Archive17:00, April 2, 2011
Observation Trip
On March 30-31, Dr. Masami Ishii, who is JMA's Executive Board Member and the officer in charge of emergency medicine, and four members of the secretariat visited disaster areas and verified the current situation. The group visited the prefectural medical associations in Fukushima, Miyagi, Iwate, and Ibaraki as well as the Iwaki-city Medical Association.
At three of the prefectural medical associations (Fukushima, Miyagi, and Iwate), the group explained again that normally JMATs are "estimated to spend about one month providing medical care at evacuation centers and first aid stations and support for the continuation of pre-disaster medical care after taking over from DMATs that handle initial aid during the 48-72 hours after a disaster strikes." But in this case, "JMAT operations would likely be prolonged, given the enormity of the earthquake damage, the vastness of the afflicted area, and the special nature of the nuclear power plant problem." And finally, "JMATs will pull out once local medical service gets back on its feet."
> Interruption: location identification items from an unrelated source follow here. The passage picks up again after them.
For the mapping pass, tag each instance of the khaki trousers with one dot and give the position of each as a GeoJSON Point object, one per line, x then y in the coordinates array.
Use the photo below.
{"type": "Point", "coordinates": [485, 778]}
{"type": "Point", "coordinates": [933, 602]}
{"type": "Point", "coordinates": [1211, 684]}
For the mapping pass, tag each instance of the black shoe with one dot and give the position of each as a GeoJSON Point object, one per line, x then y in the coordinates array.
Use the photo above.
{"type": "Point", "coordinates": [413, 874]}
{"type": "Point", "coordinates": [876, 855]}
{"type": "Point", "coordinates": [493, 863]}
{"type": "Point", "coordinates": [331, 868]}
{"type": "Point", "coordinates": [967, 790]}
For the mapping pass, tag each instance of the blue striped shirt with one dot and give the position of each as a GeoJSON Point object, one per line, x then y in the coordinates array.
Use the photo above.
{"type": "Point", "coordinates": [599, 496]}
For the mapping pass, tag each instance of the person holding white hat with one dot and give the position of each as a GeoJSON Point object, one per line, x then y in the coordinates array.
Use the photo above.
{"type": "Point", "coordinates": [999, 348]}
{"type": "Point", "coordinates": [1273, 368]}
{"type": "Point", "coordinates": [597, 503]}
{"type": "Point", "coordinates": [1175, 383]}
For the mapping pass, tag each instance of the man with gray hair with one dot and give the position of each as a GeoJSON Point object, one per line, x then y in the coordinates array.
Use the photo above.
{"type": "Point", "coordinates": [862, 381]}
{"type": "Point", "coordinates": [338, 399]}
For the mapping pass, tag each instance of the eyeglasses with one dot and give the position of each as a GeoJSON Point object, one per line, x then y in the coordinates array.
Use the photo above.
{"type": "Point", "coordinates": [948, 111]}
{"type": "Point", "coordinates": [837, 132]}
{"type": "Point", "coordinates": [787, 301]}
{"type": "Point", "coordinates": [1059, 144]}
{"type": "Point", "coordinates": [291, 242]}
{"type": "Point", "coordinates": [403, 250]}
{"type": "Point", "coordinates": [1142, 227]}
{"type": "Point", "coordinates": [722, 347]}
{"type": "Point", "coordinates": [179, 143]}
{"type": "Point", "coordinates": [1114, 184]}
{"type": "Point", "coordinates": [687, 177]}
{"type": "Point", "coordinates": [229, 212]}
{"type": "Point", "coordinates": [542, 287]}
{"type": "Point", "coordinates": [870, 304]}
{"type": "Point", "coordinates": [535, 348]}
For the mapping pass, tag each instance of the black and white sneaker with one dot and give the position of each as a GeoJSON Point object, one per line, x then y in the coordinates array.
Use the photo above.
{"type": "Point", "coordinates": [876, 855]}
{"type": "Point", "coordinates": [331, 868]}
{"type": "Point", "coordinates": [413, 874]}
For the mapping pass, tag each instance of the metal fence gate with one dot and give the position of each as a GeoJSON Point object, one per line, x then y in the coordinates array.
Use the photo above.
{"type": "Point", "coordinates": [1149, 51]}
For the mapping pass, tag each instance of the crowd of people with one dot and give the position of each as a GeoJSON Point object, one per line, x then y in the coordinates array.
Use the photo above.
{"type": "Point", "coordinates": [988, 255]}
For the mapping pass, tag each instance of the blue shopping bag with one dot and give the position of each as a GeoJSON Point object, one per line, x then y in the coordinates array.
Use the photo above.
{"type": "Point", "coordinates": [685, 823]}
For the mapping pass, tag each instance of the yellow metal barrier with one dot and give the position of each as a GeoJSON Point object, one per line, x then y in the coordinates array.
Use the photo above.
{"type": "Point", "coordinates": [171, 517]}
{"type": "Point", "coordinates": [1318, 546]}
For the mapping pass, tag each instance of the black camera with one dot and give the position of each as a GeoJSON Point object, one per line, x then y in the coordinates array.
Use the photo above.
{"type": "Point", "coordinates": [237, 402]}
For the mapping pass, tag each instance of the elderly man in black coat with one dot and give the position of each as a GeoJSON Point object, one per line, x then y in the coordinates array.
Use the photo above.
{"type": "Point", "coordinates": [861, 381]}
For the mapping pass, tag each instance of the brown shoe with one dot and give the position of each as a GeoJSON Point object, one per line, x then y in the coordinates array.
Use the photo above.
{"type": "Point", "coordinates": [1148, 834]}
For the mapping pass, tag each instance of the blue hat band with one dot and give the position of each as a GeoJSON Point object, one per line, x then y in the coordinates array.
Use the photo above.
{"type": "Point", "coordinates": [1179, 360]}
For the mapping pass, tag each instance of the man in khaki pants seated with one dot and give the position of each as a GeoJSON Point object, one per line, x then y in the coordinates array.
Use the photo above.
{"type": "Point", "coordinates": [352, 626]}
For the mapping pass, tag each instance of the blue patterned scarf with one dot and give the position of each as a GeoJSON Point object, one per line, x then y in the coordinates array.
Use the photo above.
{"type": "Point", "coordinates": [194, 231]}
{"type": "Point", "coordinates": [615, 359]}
In addition, the group requested the prefectural medical associations to consider exactly where, how many JMATs would be needed, and for how long from April forward, and to let the JMA know. The JMA indicated that it wants to determine the plan based on that information. Comment and requests heard from the prefectural medical associations are given below.
(1) Fukushima
"The chain of command in the prefectural government doesn't work well and it is slow to respond." "It would have been good if there were gasoline stands for medical personnel." "Harmful rumors about the nuclear power plant resulted in the staff of hospitals with small children being forced through persuasion of families to evacuate to other areas." "Securing beds for evacuation patients in the prefecture is a challenge."
(2) Miyagi
"Nearly 30 clinics in Ishinomaki were lost. Reopening them would be difficult, and there are other problems including the debts that were left." "I want the approval to secure beds for accepting evacuation patients even in areas with surplus hospital beds." "I want clear indication of how to handle people whom we are not sure whether they have national health insurance or union health insurance."
(3) Iwate
"The 10 medical associations inland are preparing to form Iwate JMATs to support the four medical associations along the coast. We are getting ready to take over from the JMA's JMATs at any time." "Support teams need to be organized based on an understanding of the medical needs for each medical specialty in the disaster area." "The communication structure hasn't recovered at medical associations in the disaster areas."
(4) Ibaraki
"Support from within Ibaraki will be provided to the northern Ibaraki region that was damaged, and so JMAT operations in the prefecture will end on March 31. From then on we want JMAT strength to concentrate on the three prefectures in the Tohoku region." "The prefectural medical association, the prefectural government, and core disaster hospitals together set up the Ibaraki Medical Association Disaster Recovery Medical Liaison Council." "The Ibaraki Medical Association will cover the acceptance of patients and evacuees from Fukushima."